For the past two months, GAP has criticized the nomination of James Cole to be Deputy Attorney General at the Justice Department (DOJ). We have argued that because Cole, who served as Independent Consultant at AIG during the critical time period from 2005 through 2009, missed clear signals of malfeasance, he is unsuited to serve as the second-in-command at the DOJ.

Last week, after four senators requested Cole’s reports to DOJ about AIG, prior to deciding on his nomination, a DOJ spokeswoman defended Cole’s role at AIG, telling Main Justice that

Critics who suggest that Mr. Cole was somehow too close to AIG misunderstand his relationship with the company,” …. “His presence was imposed on the company by a federal court. In fact, as the [Congressional Research Service] report notes, AIG executives tried to have him removed.

“[Cole] was never a general overseer or monitor of AIG’s entire operation nor was he assigned to examine many of the issues involving AIG’s near collapse, such as credit-default swaps or retention bonuses…”

This statement did more to obscure Cole’s role at AIG than to clarify it. First, although it’s true that in late 2008, Chief Compliance Officer Suzanne Folsom mounted an effort to remove Cole, it was not because he was insisting on a tough compliance regime. Folsom wanted him out because he was pocketing too much AIG money. His costs, as Independent Consultant, included not just the $20 million paid to his law firm, but tens of millions more for the consultants, who, we understand, were both expensive and incompetent.

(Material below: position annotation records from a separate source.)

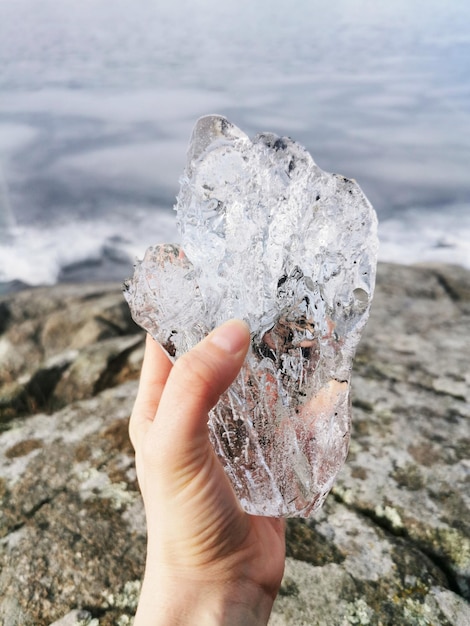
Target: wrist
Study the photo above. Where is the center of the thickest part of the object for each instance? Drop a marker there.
(185, 603)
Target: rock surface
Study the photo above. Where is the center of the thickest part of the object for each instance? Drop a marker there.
(392, 543)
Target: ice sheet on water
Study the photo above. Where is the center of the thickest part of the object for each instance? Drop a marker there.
(268, 237)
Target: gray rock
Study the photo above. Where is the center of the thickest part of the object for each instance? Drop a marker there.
(62, 344)
(392, 543)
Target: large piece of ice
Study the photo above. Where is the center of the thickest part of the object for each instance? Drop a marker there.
(270, 238)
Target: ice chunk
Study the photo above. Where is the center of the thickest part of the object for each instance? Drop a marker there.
(268, 237)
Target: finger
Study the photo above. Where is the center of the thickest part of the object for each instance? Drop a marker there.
(195, 383)
(155, 370)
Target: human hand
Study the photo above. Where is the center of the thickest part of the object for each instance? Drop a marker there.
(208, 562)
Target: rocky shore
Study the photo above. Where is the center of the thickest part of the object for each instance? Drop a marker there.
(391, 545)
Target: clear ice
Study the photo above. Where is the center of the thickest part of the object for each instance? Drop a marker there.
(268, 237)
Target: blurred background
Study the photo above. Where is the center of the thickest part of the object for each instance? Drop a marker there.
(98, 99)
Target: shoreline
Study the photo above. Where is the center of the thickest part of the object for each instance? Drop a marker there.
(394, 527)
(110, 273)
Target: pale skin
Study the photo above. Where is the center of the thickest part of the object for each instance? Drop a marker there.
(208, 562)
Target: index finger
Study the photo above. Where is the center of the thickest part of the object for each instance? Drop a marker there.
(155, 370)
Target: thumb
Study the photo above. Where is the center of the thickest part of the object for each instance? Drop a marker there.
(193, 387)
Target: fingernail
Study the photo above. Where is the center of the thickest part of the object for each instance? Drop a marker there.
(231, 337)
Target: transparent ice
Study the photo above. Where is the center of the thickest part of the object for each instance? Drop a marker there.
(268, 237)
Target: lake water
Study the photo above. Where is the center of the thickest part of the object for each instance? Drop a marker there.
(97, 102)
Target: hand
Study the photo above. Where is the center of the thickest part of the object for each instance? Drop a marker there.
(208, 562)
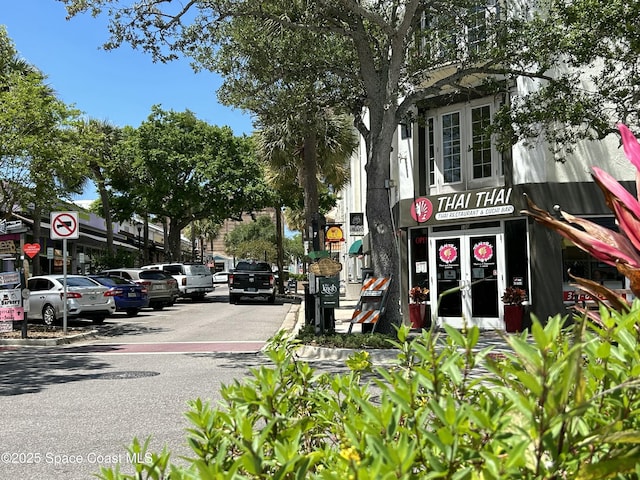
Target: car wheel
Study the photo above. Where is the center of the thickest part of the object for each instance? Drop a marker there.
(49, 315)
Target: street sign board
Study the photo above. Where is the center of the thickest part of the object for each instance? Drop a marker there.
(64, 225)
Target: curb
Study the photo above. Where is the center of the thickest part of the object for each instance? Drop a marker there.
(47, 342)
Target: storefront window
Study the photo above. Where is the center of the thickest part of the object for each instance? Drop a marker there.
(419, 257)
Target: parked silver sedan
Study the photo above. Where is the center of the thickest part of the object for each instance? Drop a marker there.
(85, 298)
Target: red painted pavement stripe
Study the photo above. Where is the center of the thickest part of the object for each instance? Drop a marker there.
(169, 347)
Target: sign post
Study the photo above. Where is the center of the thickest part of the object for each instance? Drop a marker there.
(64, 226)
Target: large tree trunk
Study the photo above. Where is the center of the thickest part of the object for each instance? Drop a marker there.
(37, 215)
(106, 209)
(175, 250)
(385, 254)
(279, 249)
(309, 176)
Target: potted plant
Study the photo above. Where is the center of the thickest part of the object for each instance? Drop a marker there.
(513, 299)
(418, 306)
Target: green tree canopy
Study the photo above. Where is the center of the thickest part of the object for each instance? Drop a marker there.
(182, 169)
(253, 240)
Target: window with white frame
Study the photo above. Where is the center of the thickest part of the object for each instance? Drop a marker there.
(458, 34)
(458, 147)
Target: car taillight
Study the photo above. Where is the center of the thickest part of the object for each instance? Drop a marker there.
(113, 293)
(70, 295)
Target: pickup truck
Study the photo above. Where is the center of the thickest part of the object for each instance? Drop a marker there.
(252, 279)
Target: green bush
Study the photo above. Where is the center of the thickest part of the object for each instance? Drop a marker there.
(308, 335)
(562, 404)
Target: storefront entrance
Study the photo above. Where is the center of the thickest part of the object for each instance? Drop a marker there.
(470, 263)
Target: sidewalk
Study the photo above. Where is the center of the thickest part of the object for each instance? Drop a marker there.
(343, 314)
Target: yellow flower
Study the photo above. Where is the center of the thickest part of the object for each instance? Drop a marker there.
(350, 454)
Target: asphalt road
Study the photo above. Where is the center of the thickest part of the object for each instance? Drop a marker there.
(67, 410)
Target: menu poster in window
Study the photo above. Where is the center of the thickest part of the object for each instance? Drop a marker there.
(448, 255)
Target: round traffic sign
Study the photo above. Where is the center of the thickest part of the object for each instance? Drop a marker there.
(65, 225)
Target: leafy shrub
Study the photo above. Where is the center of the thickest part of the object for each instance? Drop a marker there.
(561, 405)
(308, 336)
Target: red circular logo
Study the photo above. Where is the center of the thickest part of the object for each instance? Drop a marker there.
(448, 253)
(421, 209)
(483, 251)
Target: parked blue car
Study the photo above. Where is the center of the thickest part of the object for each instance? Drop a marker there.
(130, 297)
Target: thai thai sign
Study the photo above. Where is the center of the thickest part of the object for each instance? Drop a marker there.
(464, 205)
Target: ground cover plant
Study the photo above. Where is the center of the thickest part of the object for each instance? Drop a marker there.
(562, 404)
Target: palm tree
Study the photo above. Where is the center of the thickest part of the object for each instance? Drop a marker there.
(97, 142)
(306, 155)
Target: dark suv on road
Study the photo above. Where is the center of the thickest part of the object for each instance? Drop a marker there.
(161, 287)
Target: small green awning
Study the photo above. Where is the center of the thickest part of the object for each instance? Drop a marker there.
(356, 248)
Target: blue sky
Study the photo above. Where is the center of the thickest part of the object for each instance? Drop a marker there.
(118, 86)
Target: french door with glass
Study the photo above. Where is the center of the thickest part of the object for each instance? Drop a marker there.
(467, 266)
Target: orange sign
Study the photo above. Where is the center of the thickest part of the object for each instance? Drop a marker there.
(334, 234)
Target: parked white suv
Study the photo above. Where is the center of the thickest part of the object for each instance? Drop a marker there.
(194, 279)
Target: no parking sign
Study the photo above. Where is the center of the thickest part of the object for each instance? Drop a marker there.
(64, 225)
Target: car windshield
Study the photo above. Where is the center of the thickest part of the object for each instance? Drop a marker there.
(253, 266)
(196, 270)
(153, 275)
(112, 281)
(78, 281)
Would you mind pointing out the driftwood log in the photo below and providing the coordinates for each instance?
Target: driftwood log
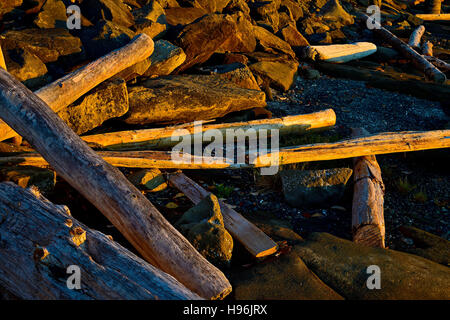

A substantial part of the consulting fees apparently went to DLA Piper, the law firm where Anastasia Kelly, AIG General Counsel, parked herself in 2010, after fleeing AIG in order to avoid pay caps imposed by the TARP regulations.

Second, although it’s also true that Cole was not a general overseer of AIG, he failed to object when Folsom dismissed half the team that was working on compliance and oversight just after AIG had to be rescued by taxpayers in 2008. Many of these people had written to the board and to the CEO to expose AIG’s weak compliance program before the meltdown. When Cole did finally interview them, he acceded to Folsom’s demand that she or her designee be present to observe the conversations. This collaboration is simply inconsistent with the responsibility of an independent monitor.

Third, it’s also true that Cole did not monitor many of the issues which sank the AIG balance sheet, most of which were trades arranged in AIG-FP. But as we pointed out earlier, Cole himself made the decision to exempt the problem division from his oversight (p.87).

Fourth, Cole was assigned under the 2004 deferred prosecution agreement to review five years of transactions effected by the problem division, AIG-FP. This assignment would specifically have included credit default swaps as well as other fraudulent maneuvers designed to conceal liabilities.

Finally, no one has suggested that the retention bonuses paid in 2009 were involved in AIG’s near collapse. The bonuses were paid after the collapse, and critics questioned the propriety of paying bonuses to those responsible for the crisis. More cynical critics have instead suggested that the putative ‘retention bonuses’ were, in fact, hush money, since a number of people who received them have left the firm. Critics are also wondering if the second round of retention bonuses was paid in 2010.